Precipitation plays an important role in driving the energy and hydrological cycle of the atmospheric boundary layer. High resolution in situ and ground based remote sensing observations are needed to gain detailed insight in these processes for flood forecasting, urban hydrology, hydro-meteorological applications and management of risk and uncertainty. Rainfall products of conventional radar systems used in nationwide or larger networks are generally based on reflectivity measurements at S- or C-band wavelength. These radar systems cannot meet all present and future demands of resolution. For the different practical applications the requested spatial resolution is 0.1 km with a temporal resolution of 1 minute or below (Einfalt, 2003).

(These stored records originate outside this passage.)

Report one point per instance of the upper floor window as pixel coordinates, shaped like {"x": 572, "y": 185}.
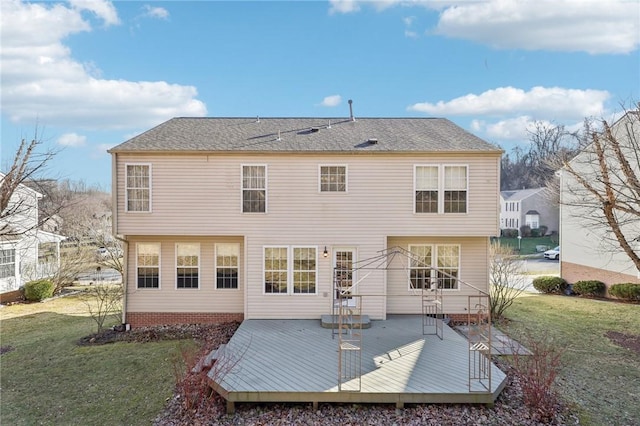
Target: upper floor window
{"x": 434, "y": 263}
{"x": 7, "y": 263}
{"x": 333, "y": 178}
{"x": 148, "y": 265}
{"x": 138, "y": 187}
{"x": 426, "y": 178}
{"x": 227, "y": 264}
{"x": 455, "y": 189}
{"x": 187, "y": 265}
{"x": 440, "y": 189}
{"x": 254, "y": 189}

Therefore, radar systems which are capable of producing reliable and accurate quantitative estimates of rainfall at high temporal and spatial resolution are required. Besides the higher resolution, radars operating at high frequencies benefit from lower costs because of smaller antenna size compared to long wave radars (Bringi et al., 1990). In recent years novel, low-cost high resolution weather radar (HRWR) systems have been developed. These systems are able to scan precipitation with spatial resolution of 60 meters in range and temporal resolution of 30 seconds. HRWRs operate in the X-band frequency range. As many authors stated since the early weather radar meteorology, microwaves are affected by attenuation due to rain (e.g. Atlas and Banks, 1951; Gunn and East, 1954, Wexler and Atlas, 1963; Dutton, 1967; Atlas and Ulbrich, 1977). The project Precipitation and Attenuation Estimates from a High Resolution Weather Radar Network (PATTERN) intends to demonstrate that a HRWR network can overcome this apparent drawback. In regions covered by more than one radar, it is possible to derive both intrinsic reflectivity and specific attenuation. The relation between specific attenuation and precipitation rate varies less than the commonly used relation between reflectivity and precipitation rate. Specific attenuation as additionally observed quantity will likely improve the accuracy of rain rate estimates.